I have a basic understanding of how the process works. My question is do I need to use all of the equity towards the down payment of the property, to avoid capital gains tax?
Or could you set some of the money aside to do some renovations to the property?
thanks,
Pat
Hi BP Family.
Regarding your 1031 exchange. As per the IRS code you must use all the funds on your next purchase, either scale up or like same value. If you purchase less than your equity in the 1031 exchange. You will pay the taxes on the balance. Known as your "booth". However, whoever is handling your 1030 exchange should be explaining the tax ramifications of the tax codes. Hope that help with your question.
@Dave Foster is our resident expert...
But yet, you need to buy something "as much as you sold" and "with at least as much of the cash proceeds" from your transaction. Its an over/up type transaction, if that makes sense. You can't buy down. If you take any cash out of the transactions, its call the "boot" on which you pay tax.
I'm not sure what you mean by "equity zone." I tend to admonish about automatically doing 1031 exchanges.

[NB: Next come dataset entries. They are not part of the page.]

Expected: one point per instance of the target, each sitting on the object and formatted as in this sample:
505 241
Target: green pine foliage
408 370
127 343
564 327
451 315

In some cases, its cheaper not to. You just need to run all the numbers, and also take into account any Passive Activity Losses (PAL).
Make sure you use a Qualified Intermediary (QI) for the transaction. You or your attorney cannot touch the funds from the transaction.
So, no, you can't set aside funds to my understanding. It has to all go into the purchase via the QI.
Hope this helps. Happy to chat. good luck.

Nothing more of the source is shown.